The UK government is “failing British citizens” in its handling of state-level hostage-taking, the chair of a cross-party parliamentary group has said following its inquiry into arbitrary detention.

The report, published by the House of Commons’ foreign affairs select committee on Tuesday, called for ministers to take a “zero tolerance approach” to politically motivated capture and imprisonment, which the MPs argued represented a threat to the rules-based international order.

In recent years, the government has come under intense scrutiny over its handling of detainees following the case of UK-Iranian dual national Nazanin Zaghari-Ratcliffe, who was arrested in Iran on spying charges in April 2016 and returned to the UK in March 2022.

Following the release of Zaghari-Ratcliffe and fellow British-Iranian Anoosheh Ashoori, the committee launched its inquiry into the government’s approach to state hostage situation in July 2022.

The report criticised the government’s record on communicating with the families of detainees and condemned the “inconsistency of approach” within the Foreign Office, citing a “high turnover of ministers and civil servants”.

The report comes as charity worker Kevin Cornwell and two other British national are being held by the Taliban in Afghanistan. Speaking over the weekend, home secretary Suella Braverman said the government was in “negotiations” to secure their safe arrival.

Braverman told Sky News that Britons intending to travel to dangerous parts of the world should take the “utmost caution”. “If they are going to do that they should always act on the advice of the Foreign Office travel advice.”

She added that if the safety of British citizens abroad was put at risk, “the UK government is going to do whatever it takes to ensure that they’re safe”.
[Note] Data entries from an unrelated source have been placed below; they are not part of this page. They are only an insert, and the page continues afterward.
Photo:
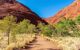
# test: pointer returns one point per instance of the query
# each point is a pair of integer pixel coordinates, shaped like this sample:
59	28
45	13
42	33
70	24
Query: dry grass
67	43
20	41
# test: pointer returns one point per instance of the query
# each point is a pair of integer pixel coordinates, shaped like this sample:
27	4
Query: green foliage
46	30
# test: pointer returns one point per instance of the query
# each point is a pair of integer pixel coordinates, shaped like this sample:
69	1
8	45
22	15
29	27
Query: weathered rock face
12	7
71	11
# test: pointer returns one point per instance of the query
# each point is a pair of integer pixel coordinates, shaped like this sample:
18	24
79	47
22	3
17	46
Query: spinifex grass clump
9	30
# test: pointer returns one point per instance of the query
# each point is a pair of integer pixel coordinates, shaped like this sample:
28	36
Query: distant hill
12	7
71	11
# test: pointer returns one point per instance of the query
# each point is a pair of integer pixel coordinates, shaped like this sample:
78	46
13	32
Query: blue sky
46	8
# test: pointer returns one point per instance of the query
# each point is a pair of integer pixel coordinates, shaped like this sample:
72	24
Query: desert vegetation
14	34
66	33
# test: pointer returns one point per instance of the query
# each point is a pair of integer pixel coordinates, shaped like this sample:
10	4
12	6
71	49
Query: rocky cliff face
71	11
12	7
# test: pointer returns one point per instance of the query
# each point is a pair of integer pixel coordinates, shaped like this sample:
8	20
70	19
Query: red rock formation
18	10
71	11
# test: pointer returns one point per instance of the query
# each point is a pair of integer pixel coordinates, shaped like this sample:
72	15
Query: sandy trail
41	44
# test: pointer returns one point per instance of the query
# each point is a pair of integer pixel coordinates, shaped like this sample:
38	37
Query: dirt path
41	44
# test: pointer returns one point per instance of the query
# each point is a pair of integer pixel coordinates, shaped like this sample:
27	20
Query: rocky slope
71	11
12	7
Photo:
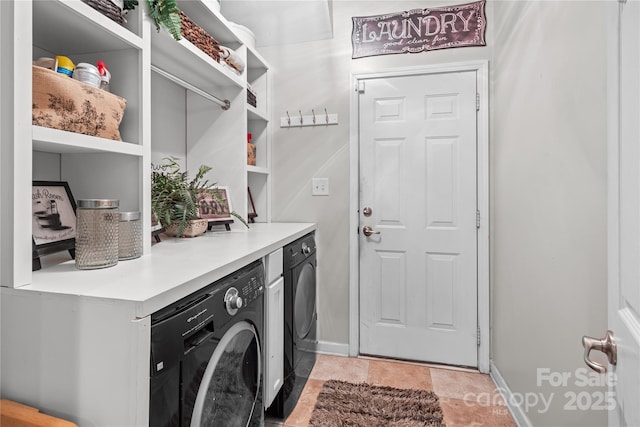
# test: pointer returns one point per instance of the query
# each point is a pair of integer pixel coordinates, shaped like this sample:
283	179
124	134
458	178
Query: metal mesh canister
97	233
129	236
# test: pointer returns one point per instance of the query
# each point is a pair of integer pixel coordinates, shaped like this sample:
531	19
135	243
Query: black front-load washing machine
206	366
300	322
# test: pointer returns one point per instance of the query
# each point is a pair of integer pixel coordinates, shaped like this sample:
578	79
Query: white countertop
174	269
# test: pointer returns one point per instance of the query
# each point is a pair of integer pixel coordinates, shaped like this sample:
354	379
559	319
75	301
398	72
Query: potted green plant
166	13
176	199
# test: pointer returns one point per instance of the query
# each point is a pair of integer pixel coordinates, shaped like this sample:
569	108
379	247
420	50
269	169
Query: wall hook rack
309	120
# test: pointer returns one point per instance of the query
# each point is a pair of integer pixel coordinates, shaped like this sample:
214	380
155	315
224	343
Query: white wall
316	75
549	196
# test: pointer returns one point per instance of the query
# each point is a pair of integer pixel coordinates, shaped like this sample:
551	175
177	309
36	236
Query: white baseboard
518	414
333	348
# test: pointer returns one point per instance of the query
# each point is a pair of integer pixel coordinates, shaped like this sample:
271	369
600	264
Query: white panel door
418	276
624	232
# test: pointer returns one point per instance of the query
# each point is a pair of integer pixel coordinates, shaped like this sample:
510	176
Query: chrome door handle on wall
607	345
368	231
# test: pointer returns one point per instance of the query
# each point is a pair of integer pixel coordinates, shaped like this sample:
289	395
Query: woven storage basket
60	102
200	38
108	9
251	154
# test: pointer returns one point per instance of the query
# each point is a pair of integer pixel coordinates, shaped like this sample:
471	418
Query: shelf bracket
225	104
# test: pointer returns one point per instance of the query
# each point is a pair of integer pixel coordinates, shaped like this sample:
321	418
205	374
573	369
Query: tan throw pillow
60	102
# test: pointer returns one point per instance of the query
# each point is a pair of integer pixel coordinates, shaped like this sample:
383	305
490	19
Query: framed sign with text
53	219
419	30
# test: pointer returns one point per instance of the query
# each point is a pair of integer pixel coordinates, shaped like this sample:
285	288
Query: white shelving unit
259	176
101	168
98	324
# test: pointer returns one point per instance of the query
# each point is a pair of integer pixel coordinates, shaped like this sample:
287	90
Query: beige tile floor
467	398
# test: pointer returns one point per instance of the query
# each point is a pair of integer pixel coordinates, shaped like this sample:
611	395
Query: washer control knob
305	249
233	301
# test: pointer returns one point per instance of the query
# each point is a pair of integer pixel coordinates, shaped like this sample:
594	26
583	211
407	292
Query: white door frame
482	71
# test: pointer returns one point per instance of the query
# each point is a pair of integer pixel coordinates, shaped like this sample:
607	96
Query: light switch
319	186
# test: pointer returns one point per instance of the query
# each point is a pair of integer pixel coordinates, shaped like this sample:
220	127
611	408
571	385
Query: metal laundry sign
419	30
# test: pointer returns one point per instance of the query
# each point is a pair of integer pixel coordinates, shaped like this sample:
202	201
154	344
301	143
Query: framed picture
217	207
53	216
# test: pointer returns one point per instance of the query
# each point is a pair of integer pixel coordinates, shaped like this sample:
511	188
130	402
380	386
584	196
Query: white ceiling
278	22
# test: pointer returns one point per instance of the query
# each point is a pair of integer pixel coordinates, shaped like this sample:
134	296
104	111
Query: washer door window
304	309
230	385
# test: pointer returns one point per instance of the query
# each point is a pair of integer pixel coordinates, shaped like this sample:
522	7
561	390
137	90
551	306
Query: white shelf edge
258	170
216	65
107	24
254	114
59	141
262	63
170	52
The Foreign Office said on Monday: “We are working hard to secure consular contact with British nationals detained in Afghanistan and we are supporting families.”

The report, which warned that hostage taking was a growing threat, recommended the creation of a new government role, director for arbitrary and complex detentions, to act as a point of contact for families and improve co-ordination across Whitehall.
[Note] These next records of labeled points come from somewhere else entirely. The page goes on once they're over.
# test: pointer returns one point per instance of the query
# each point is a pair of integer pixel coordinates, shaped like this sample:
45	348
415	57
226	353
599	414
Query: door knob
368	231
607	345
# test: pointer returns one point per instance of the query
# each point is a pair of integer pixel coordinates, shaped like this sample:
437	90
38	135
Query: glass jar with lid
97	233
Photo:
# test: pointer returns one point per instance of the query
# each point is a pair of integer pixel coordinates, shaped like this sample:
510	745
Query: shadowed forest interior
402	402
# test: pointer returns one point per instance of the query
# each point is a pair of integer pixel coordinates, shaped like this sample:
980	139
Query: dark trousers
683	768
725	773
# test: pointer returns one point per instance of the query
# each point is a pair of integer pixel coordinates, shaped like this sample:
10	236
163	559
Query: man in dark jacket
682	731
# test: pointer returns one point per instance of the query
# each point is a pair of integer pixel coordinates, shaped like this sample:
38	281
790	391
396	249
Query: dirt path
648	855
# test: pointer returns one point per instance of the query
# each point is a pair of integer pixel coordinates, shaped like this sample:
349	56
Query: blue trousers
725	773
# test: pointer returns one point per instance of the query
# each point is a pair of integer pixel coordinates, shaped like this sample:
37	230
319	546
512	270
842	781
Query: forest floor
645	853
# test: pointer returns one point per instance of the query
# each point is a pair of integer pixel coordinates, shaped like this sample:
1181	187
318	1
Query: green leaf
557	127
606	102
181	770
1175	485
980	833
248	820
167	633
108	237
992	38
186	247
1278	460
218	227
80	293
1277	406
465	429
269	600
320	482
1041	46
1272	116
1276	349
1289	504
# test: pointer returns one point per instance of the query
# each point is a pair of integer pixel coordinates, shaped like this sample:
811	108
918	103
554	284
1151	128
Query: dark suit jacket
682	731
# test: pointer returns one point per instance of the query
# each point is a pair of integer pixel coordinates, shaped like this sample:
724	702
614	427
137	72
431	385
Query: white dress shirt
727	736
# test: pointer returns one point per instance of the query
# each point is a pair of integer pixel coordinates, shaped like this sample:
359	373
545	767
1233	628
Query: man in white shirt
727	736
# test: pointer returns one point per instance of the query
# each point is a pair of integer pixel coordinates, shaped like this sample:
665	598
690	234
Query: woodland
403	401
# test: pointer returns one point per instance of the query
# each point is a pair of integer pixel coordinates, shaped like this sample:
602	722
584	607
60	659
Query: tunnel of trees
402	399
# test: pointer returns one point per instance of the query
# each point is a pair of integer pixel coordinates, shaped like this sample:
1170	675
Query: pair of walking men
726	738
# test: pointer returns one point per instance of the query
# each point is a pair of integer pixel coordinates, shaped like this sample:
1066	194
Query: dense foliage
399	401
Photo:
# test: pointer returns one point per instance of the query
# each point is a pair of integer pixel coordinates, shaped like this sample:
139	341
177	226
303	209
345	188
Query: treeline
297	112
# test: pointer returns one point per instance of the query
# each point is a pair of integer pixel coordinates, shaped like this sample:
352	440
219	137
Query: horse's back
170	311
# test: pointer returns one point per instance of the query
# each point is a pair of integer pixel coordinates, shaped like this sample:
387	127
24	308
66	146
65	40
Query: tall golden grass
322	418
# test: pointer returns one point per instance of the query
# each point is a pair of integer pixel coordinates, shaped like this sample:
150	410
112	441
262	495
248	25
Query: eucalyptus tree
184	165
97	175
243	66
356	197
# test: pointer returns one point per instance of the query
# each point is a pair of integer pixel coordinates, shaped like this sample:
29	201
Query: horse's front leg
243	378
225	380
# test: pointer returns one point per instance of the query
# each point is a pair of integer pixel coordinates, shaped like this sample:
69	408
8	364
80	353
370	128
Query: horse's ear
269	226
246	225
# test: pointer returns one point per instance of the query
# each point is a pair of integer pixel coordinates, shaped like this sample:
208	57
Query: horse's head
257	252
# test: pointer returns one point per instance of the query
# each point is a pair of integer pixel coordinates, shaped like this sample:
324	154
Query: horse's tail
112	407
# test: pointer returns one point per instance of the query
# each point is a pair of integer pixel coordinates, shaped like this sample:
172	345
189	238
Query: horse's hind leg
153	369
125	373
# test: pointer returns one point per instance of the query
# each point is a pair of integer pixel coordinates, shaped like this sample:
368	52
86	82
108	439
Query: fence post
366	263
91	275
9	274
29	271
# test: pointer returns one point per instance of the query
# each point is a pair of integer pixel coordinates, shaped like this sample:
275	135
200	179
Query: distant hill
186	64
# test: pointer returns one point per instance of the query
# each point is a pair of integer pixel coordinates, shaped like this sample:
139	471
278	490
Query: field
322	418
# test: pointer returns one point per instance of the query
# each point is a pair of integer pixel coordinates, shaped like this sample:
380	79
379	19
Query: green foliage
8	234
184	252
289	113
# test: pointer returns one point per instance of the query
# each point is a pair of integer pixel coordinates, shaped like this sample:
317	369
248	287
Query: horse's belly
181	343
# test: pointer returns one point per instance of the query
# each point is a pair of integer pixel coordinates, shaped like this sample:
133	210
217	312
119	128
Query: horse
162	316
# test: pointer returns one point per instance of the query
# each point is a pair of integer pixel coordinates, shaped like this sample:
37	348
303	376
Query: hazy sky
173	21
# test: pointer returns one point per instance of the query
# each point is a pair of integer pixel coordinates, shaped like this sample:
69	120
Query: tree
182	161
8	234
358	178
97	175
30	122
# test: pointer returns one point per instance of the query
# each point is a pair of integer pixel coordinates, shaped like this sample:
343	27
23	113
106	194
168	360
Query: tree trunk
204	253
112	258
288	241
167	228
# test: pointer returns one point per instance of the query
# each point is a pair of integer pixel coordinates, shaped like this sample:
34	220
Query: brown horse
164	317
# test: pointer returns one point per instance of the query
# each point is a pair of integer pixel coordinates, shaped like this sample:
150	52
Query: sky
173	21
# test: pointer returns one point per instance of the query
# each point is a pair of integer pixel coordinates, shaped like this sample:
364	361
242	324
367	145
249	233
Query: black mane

The MPs said the government should also clearly outline what measures it is willing to use against countries that detain Britons for “diplomatic leverage”, including legal proceedings and “Magnitsky-style sanctions” that target those responsible for human rights violations or corruption.
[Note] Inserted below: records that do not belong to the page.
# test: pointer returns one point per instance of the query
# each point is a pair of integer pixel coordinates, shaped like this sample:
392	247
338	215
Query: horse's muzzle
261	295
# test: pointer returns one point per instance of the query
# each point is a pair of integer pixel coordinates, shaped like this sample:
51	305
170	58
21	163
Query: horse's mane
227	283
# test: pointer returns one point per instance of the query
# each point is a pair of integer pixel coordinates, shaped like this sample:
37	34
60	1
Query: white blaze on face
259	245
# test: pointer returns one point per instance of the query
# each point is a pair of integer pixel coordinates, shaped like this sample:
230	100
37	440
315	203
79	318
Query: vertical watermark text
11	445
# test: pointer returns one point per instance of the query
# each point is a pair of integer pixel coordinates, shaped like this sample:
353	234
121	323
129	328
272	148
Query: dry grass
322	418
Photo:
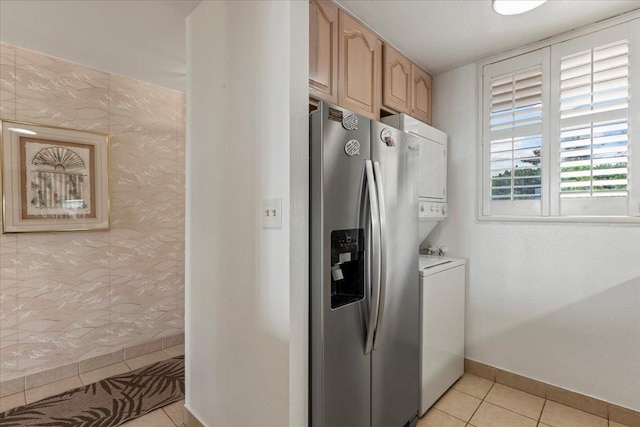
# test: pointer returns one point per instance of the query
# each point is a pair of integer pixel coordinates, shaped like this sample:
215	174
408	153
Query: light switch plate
271	213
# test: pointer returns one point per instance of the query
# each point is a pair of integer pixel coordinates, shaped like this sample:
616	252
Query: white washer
442	296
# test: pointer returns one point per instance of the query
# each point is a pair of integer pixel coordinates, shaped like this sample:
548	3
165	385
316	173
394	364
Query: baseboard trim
36	379
191	420
618	414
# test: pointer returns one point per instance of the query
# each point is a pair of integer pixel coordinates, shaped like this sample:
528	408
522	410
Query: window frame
550	201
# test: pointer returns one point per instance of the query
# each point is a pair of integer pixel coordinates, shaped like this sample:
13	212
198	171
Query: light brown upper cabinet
420	94
323	50
359	67
396	83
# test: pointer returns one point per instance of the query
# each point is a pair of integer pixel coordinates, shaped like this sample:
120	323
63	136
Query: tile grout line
543	406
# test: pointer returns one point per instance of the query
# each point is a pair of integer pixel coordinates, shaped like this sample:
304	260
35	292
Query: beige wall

Committee chair and Tory MP Alicia Kearns said some states “weaponise the citizenship of British nationals” in order to achieve their geopolitical goals, adding that the government ought to be “bold in the measures used” to return detainees.

“The government’s approach to state-level hostage taking is failing British citizens,” she said. “Detainees and their families report ministerial clumsiness, serious and avoidable errors, and even callous and hurtful comments to families.

 “Our report calls for families to be treated as partners who have the potential to be instrumental in attempts to resolve the detentions.”

During the week of Zaghari-Ratcliffe’s release, the British government settled a £394mn debt owed to Iran over the purchase of tanks dating back to before the 1979 Islamic revolution. London has insisted that the two issues were not connected.

The report found there was “compelling evidence” that the payment to Tehran was a “precondition” for Zaghari-Ratcliffe’s release, adding that “failure” to pay sooner “was highly regrettable” and “almost certainly adversely affected the length of detention”.

The Foreign Office said consular officials were available 24/7 for families to receive tailored support and ministers were fully involved in complex cases.

“The best interests of British national detainees is at the heart of our consular work and we support and work with their families wherever we can,” a spokesperson said.